Adapter la solidarité nationale à l’ampleur de la crise

Il est évident qu’en dépit des efforts déjà déployés, La Réunion ne surmontera cette épreuve que si un changement d’échelle et un changement qualitatif de la lutte est opéré au moyen d’une expression de la solidarité nationale prenant pleinement en compte l’ampleur de la crise.
Nous nous préparons à l’arrivée du H5N1 sur le territoire français ; mais ici, nous avons une épidémie en cours dont nous devons nous occuper.
En outre, cette crise que nous traversons est également un véritable test pour la cohésion de notre société.
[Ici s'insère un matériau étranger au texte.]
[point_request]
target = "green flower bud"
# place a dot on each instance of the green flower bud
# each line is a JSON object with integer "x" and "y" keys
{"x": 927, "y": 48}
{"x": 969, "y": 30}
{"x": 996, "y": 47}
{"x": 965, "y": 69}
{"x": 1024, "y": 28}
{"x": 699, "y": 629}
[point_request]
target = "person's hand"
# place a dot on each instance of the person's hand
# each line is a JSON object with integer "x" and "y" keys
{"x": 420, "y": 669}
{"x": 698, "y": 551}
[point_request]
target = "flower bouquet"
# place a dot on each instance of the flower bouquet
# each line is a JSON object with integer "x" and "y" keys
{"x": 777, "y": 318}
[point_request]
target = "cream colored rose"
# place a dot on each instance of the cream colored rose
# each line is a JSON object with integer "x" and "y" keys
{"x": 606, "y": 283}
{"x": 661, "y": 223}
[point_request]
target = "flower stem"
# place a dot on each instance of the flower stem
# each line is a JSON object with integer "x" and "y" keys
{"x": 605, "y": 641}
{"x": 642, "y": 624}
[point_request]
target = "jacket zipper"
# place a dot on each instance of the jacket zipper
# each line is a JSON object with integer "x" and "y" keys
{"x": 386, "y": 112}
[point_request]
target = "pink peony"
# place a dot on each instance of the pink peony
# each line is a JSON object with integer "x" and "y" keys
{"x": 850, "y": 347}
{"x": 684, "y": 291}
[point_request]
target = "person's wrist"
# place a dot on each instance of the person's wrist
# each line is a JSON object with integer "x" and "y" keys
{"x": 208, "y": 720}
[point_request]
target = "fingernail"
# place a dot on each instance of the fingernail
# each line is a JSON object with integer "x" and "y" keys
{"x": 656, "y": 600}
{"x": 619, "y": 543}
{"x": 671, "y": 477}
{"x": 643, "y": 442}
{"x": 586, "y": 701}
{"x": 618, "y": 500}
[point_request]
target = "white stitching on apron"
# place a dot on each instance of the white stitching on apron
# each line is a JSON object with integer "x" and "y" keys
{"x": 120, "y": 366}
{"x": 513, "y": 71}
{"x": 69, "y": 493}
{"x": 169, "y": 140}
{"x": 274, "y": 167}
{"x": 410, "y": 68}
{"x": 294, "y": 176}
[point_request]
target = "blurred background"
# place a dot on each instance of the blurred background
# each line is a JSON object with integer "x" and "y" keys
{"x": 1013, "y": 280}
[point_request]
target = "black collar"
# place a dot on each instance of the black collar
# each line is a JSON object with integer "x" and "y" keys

Il nous faut créer les conditions de la confiance.

Le respect des personnes et de l’environnement

Il nous appartient à tous - représentant de l’État, élus régionaux ou départementaux, maires, conseillers municipaux, citoyens engagés dans le monde associatif - de montrer l’exemple de la détermination et de la solidarité ; d’être à l’écoute des Réunionnaises et Réunionnais, dans le respect des personnes et de l’environnement, afin de favoriser la nécessaire appropriation de la lutte par l’ensemble de la population, appropriation sans laquelle rien ne pourra se faire, car c’est une lutte qui appartient à chaque individu.
Encore une fois, il ne s’agit pas de culpabiliser les Réunionnais, en leur disant qu’ils ne font pas ce qu’il faut, il faut leur montrer à quel point ils peuvent être les acteurs de la victoire contre le chikungunya.